Answer
See below
Work Step by Step
We can notice that: $y'''+9y''+24y'+16y=8e^{-x}+1$
Obtain: $(D^3+9D^2+24D+16)y=8e^{-x}+1$
Solve the auxiliary equation for the differential equation.
$r^3+9r^2+24r+16=0\\
(r+1)(r+4)^2=0$
Roots are: $r_1=-4$ as a multiplicity of 2 and $r_2=-1$ as a multiplicity of 1.

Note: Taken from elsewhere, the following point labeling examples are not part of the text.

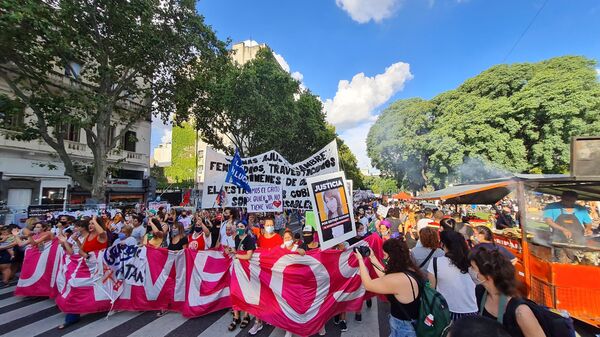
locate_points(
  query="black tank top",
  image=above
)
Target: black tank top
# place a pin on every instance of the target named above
(409, 311)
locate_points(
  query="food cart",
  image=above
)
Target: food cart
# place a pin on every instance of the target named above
(572, 285)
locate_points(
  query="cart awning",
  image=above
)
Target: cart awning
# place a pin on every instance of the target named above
(485, 193)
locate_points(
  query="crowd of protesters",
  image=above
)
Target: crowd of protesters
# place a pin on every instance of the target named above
(422, 247)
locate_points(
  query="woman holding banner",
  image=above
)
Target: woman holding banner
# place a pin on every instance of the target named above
(267, 241)
(245, 244)
(400, 280)
(94, 241)
(154, 234)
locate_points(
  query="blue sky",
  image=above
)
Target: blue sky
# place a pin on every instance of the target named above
(361, 55)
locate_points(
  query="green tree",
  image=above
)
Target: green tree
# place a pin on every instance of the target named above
(509, 118)
(124, 60)
(349, 165)
(381, 185)
(183, 154)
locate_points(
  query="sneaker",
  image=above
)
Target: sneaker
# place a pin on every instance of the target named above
(255, 329)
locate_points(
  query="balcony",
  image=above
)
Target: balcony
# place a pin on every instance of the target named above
(130, 157)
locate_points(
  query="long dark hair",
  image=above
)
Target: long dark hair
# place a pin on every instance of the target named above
(458, 252)
(399, 257)
(492, 263)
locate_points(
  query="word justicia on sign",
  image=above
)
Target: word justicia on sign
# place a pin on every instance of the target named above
(197, 283)
(329, 185)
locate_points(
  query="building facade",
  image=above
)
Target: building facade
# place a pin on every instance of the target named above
(32, 173)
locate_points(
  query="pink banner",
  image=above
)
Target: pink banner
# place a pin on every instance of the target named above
(39, 270)
(293, 292)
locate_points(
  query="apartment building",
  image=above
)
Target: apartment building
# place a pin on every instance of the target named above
(32, 174)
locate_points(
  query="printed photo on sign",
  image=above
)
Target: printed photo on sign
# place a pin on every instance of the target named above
(265, 198)
(334, 217)
(269, 168)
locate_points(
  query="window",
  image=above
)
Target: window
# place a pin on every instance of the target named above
(71, 132)
(53, 196)
(129, 141)
(73, 69)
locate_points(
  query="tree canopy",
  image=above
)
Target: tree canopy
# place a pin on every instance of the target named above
(257, 107)
(509, 118)
(95, 65)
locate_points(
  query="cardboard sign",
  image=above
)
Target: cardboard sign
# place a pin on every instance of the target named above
(334, 214)
(268, 168)
(265, 198)
(382, 211)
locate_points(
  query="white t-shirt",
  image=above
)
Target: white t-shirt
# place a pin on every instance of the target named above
(423, 223)
(138, 233)
(457, 288)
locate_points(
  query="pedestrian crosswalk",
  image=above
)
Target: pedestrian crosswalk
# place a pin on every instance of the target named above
(21, 316)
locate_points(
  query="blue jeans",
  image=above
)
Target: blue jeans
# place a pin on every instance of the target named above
(401, 328)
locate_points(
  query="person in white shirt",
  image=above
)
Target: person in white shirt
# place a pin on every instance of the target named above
(138, 231)
(453, 279)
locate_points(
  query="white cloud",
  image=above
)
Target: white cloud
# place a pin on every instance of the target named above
(250, 43)
(355, 101)
(363, 11)
(297, 76)
(282, 62)
(356, 139)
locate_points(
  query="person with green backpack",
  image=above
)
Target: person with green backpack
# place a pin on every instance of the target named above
(400, 280)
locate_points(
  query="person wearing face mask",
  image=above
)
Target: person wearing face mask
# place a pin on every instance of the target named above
(155, 232)
(308, 239)
(497, 294)
(400, 280)
(178, 238)
(449, 275)
(37, 237)
(333, 204)
(483, 237)
(384, 229)
(200, 238)
(267, 241)
(244, 247)
(228, 221)
(125, 238)
(94, 240)
(185, 220)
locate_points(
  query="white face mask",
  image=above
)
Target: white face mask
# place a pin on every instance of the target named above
(332, 204)
(476, 280)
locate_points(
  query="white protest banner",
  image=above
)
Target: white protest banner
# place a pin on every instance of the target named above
(267, 168)
(265, 198)
(382, 211)
(333, 213)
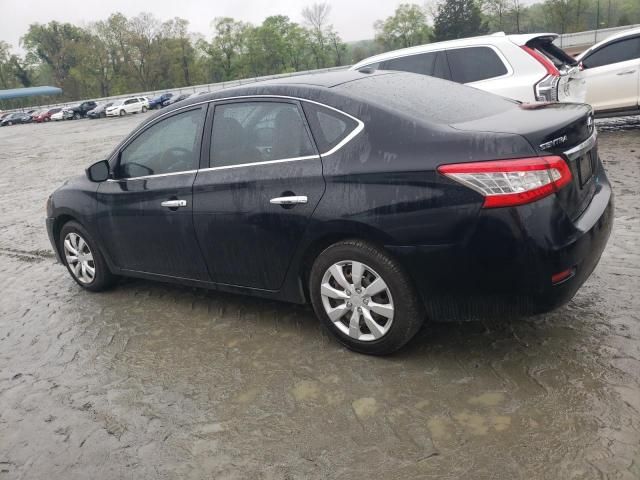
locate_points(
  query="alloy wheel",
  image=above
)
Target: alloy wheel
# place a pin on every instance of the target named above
(79, 258)
(357, 300)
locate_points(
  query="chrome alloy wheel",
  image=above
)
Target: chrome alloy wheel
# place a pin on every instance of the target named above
(79, 258)
(357, 300)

Therefore, the general solution for the given differential equation is:
$y(x)=c_1e^{-4x}+c_2xe^{-4x}+c_3e^{-x}$
We can see that $D+1$ is the annihilator of $G(x)=8e^{-x}$
and $D$ is the annihilator of $H(x)=1$
then $F(x)=G(x)+H(x)=8e^{-x}+1$
Multiply $D(D+1)$ to both sides of the given equation we get
$D(D+1)^2(D+4)^2=0$
Solve the auxiliary equation for the differential equation.
$r(r+1)^2(r+4)^2=0$
Roots are: $r_1=-4$ as a multiplicity of 2, $r_2=-1$ as a multiplicity of 2 and $r_3=0$ as a multiplicity of 1.
The general solution to $D(D+1)^2(D+4)^2=0$ is
$y(x)=c_1e^{-4x}+c_2xe^{-4x}+c_3e^{-x}+c_4xe^{-x}+c_5$
The trial solution to initial solution is $y_p=c_4xe^{-x}+c_5$.
We obtain the same trial solution with the use of annihilators.